Listen, I’m going to be upfront with you at the top. Any bold declarations about the Detroit Lions’ 2020 schedule—whether it be really easy or really hard—are completely baseless at this time of year. We have no idea how hard or easy the Lions’ schedule is, because we have no idea how good their opponents are. This time of year, you’ll hear bold proclamations from just about every fan base that their schedule is either way too hard or so easy.
Case in point, the Lions’ strength of schedule very much depends on which metric you’re using. Let’s start with the bad news. If you go by last year’s records, the Lions have one of the toughest 2020 schedules in the league. With a combined record of 134-121-1 (.525 win percentage), the Lions are tied for the fifth-hardest schedule in the NFL.
“Wow, that’s totally unfair! How is it possible they have a harder schedule than everyone else in their division? Doesn’t the NFL adjust to make it that way?”
Well, when everyone else in the division gets to play the 3-12-1 Lions twice, it tends to override any measures in place adjusting for competitive advantages.
Most statisticians, however, believe that using last year’s record is a poor way to predict success for the following season (and they’re right). So when determining strength of schedule, many prefer to use Vegas win total projections—the over/unders set by oddsmakers for the 2020 NFL season. And by using that metric, the Lions actually have one of the easiest schedules. Per Sharp Football Stats, the Lions have the eighth easiest schedule.
But while Vegas oddsmakers tend to make better projections than last year’s data, that, too, is a very inexact science.
So when talking about strength of schedule, it really makes most sense to talk about tangible advantages/disadvantages that are known. Opponent strength is an unknown factor right now. However, travel distance is something that is known. Amount of rest between games compared to your opponent is known. Those factors may not have as strong of an impact on the final outcome, they do have some impact.

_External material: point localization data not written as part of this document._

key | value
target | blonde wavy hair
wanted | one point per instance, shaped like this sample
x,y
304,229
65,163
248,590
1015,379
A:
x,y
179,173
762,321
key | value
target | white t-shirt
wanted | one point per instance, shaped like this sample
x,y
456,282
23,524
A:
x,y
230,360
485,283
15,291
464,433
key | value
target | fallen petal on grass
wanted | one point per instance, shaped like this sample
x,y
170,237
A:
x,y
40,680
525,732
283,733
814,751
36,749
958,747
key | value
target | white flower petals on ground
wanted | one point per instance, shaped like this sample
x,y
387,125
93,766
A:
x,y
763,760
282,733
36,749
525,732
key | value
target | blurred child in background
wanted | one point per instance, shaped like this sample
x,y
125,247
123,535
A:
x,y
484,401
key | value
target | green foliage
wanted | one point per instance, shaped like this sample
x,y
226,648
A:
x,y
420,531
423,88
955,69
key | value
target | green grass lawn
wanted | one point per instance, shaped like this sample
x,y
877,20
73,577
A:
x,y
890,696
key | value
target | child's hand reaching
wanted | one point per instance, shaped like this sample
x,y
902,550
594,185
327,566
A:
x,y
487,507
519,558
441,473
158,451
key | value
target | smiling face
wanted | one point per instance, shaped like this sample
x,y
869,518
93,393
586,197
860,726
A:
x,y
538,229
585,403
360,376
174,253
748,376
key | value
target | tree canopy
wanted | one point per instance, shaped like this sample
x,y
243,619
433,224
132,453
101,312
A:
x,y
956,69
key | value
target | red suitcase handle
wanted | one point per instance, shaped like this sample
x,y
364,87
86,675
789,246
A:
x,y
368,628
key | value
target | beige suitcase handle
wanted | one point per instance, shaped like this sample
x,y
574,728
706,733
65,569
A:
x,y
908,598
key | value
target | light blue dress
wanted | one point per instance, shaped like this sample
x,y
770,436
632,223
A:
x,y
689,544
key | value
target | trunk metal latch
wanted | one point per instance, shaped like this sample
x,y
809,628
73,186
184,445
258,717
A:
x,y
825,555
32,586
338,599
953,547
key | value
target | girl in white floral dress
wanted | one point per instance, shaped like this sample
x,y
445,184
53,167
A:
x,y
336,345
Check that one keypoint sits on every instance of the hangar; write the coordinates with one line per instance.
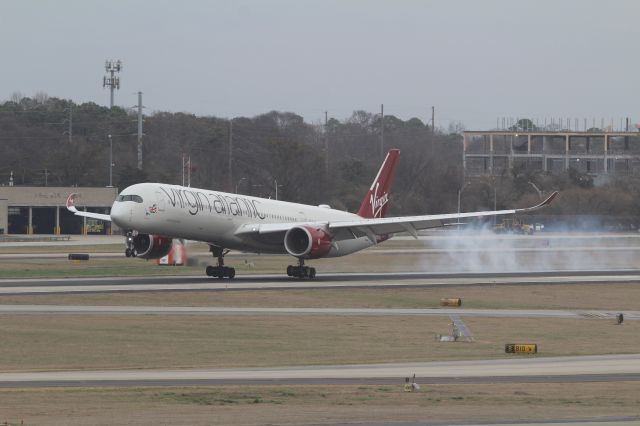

Brian Macdonald, the director of Sports Analytics at ESPN, took a look at some of these known factors, and the Lions look like they fared pretty well:
The Lions won’t have to travel too far in 2020, they only have back-to-back road games twice this year—and never have three straight road games—and their rest differential is negligible. The only team in the NFC that came out better was the Chicago Bears and the Atlanta Falcons. Meanwhile, the Vikings and Packers have huge disadvantages in rest differential.
Obviously, there are other things to consider here. The Lions’ early bye week is an annoyance, but a season finale in Detroit could end up being a huge benefit. Just don’t pay too much attention to the strength of opponent stuff yet.